On Tue, Oct 3, 2017 at 12:59 PM, Vilem-Benjamin Liepelt
Catch-all considered harmful?
=============================
I have been thinking about a potential source of bugs from catch-all pattern matches on sum types and would like to know your thoughts.
Motivation
----------
Totality is usually a desirable property of a function and the catch-all can conveniently buy us totality. But at what price?
I have been indoctrinated that rigour goes above convenience (think along the lines of: "Once we indulge in the impurities of I/O, there is no redemption.")
I would like to evaluate the trade-offs between convenience for the programmer and a potential source of bugs.
My questions to the community—
1. Are there real world examples of bugs caused by catch-alls? 2. Do you think that a language extension that disallows catch-alls (and annotations to opt back in at pattern match sites or type declaration) could be useful for certain code bases? 3. If this is a potential problem, then can you think of any better solutions a compiler could provide (i.e. that don't rely on an IDE / structured editing) other than disallowing catch-alls?
Feel free to chip in with your 2p (or 2¢), but please only if you have any concrete experience (or compelling theoretical evidence).
Example
-------
Consider the sum type:
data Answer = No | Yes
and the function:
foo : Answer -> String foo Yes = "Woo-hoo!" foo _ = "Bother."

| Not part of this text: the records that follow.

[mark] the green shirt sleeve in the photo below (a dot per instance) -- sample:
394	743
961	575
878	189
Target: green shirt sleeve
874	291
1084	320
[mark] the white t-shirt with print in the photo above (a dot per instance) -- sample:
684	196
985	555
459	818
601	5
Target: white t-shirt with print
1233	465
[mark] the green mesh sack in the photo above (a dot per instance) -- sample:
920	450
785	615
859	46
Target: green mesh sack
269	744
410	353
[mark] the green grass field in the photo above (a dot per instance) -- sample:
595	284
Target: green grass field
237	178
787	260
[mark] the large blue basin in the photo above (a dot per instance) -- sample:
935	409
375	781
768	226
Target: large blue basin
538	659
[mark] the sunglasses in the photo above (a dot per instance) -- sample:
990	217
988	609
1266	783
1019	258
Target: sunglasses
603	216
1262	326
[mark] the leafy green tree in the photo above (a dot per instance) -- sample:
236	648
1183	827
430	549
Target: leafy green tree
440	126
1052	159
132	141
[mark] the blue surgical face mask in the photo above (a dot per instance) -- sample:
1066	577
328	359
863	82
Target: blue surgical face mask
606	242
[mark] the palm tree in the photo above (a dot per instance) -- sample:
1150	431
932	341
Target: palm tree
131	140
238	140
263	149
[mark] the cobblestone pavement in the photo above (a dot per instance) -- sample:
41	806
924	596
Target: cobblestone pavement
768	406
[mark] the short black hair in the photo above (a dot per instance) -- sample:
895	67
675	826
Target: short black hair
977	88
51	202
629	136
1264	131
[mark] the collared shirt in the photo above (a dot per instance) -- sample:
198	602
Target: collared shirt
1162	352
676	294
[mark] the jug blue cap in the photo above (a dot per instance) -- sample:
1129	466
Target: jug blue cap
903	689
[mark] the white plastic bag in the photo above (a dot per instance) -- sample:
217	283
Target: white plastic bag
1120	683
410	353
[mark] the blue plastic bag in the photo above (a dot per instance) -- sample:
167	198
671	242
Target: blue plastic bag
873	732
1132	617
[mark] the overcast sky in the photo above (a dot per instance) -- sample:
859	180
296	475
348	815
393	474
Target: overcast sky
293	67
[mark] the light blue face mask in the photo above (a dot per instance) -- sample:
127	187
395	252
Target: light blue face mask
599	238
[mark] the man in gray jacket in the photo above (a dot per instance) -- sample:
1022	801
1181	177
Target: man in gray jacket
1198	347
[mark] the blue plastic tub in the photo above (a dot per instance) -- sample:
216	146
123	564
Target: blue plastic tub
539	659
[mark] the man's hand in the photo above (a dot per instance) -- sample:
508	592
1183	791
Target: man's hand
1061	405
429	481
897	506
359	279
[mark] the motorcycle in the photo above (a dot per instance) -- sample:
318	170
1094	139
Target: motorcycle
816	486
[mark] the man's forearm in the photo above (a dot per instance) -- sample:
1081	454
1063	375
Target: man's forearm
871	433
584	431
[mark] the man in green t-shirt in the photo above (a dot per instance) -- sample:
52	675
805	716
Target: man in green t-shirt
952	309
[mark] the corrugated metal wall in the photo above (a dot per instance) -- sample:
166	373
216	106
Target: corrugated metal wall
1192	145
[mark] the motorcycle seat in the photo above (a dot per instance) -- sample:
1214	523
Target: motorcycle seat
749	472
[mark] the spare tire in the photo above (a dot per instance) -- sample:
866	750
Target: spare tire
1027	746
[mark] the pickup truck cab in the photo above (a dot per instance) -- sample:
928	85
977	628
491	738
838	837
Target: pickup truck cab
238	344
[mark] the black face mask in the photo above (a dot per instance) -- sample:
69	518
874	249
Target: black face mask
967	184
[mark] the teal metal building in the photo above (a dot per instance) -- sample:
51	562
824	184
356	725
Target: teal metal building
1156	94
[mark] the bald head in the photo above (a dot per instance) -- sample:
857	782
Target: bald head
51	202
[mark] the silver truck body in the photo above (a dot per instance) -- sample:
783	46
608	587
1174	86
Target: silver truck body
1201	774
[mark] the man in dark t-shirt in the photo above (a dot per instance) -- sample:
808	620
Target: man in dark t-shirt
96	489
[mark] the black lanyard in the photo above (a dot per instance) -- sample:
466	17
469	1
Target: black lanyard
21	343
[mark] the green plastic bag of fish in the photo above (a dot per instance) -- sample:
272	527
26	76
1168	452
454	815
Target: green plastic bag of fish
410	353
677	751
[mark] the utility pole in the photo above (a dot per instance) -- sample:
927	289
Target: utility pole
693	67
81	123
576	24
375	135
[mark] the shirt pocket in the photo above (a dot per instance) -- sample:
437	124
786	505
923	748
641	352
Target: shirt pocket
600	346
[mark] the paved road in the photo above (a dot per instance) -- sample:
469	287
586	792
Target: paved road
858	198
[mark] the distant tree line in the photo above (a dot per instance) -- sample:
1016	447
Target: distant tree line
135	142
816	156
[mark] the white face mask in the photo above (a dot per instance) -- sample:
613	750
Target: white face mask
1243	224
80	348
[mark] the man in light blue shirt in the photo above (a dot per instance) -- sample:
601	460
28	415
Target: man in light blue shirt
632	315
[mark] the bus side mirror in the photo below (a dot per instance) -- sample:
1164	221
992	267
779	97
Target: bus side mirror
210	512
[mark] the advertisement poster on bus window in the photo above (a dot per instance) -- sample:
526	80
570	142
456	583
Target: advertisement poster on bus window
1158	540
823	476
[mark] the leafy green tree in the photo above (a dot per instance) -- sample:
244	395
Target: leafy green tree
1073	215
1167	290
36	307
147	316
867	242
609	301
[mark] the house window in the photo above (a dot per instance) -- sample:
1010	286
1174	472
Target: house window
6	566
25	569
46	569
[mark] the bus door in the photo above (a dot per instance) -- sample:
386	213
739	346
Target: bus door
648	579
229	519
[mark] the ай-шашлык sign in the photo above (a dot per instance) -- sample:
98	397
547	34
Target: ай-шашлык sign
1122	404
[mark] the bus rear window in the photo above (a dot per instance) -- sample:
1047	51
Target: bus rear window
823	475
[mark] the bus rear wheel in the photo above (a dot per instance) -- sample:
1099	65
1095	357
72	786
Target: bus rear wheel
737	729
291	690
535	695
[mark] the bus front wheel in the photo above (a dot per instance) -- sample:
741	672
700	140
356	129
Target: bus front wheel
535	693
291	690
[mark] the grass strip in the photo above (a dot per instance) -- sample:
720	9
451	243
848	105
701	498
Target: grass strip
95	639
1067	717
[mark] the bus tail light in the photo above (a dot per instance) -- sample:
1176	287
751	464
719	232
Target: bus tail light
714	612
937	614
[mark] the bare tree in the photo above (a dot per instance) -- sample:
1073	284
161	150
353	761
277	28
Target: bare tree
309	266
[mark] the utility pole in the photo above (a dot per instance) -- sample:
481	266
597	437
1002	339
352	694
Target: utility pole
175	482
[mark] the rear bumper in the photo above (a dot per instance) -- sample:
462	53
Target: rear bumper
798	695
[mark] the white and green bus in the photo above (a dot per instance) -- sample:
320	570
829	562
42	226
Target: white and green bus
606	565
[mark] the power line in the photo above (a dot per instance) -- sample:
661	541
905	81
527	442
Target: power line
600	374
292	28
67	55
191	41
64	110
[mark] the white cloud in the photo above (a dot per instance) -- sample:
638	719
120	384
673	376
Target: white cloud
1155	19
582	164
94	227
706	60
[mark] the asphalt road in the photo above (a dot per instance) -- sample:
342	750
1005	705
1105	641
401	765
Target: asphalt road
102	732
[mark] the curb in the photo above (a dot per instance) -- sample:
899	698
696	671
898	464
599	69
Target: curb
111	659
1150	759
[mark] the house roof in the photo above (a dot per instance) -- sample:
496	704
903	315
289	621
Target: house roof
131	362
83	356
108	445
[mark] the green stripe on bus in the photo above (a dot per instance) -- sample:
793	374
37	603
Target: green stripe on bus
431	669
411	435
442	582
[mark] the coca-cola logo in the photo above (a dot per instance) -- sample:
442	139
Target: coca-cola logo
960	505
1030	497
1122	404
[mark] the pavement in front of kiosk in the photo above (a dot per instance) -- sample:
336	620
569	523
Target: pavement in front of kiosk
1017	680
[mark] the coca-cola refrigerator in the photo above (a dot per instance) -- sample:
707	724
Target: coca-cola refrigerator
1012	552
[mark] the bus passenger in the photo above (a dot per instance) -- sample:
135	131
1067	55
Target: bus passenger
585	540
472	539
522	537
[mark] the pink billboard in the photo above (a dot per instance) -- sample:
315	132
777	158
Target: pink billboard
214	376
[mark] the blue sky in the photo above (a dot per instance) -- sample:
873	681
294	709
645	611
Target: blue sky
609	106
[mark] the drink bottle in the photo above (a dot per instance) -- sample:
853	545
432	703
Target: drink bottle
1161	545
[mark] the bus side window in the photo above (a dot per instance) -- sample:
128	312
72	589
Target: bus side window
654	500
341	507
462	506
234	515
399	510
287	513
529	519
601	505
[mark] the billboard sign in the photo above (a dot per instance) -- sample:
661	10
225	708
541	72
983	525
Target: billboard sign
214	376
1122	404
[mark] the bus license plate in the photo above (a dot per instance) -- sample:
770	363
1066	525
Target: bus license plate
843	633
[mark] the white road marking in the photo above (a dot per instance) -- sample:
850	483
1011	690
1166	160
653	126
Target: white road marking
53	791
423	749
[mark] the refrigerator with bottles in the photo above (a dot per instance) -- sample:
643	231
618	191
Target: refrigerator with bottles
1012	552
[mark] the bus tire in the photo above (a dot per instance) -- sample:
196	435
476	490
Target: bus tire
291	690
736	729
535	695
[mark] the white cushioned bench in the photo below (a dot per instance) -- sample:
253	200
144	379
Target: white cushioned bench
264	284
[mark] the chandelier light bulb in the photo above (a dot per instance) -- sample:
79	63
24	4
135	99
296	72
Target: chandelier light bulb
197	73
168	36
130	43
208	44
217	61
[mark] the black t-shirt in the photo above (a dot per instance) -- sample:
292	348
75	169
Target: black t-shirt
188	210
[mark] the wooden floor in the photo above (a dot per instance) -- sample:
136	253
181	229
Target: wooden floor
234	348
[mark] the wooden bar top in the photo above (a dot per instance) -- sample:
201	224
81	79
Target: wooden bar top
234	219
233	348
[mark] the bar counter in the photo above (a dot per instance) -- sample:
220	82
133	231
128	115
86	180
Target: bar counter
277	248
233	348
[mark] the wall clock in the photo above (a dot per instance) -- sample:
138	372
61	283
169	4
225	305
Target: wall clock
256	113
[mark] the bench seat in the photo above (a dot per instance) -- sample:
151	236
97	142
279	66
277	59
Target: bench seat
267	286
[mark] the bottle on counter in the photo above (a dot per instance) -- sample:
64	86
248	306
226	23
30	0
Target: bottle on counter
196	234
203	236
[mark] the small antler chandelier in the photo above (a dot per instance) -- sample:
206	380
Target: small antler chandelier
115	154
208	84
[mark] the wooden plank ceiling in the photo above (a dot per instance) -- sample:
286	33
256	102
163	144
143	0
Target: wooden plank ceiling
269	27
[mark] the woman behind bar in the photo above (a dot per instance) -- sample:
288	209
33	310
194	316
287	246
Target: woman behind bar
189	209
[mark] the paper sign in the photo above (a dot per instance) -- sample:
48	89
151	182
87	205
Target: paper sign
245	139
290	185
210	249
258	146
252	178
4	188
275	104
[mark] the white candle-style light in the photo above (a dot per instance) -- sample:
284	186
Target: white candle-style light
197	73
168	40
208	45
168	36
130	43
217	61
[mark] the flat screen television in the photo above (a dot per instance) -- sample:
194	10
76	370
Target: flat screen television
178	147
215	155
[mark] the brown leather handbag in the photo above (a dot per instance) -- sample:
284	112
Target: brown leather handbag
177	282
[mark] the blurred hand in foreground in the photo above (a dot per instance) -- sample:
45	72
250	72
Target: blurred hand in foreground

Say we need to extend our sum type:
data Answer = No | Perhaps | Yes
However, we forget to handle the new case appropriately in `foo`. The compiler is happy, but at runtime `foo Perhaps` would evaluate to `"Bother."`—with potentially catastrophic consequences.
(Please imagine this happening in a large codebase with several contributors, no single one of whom knows the entire codebase.)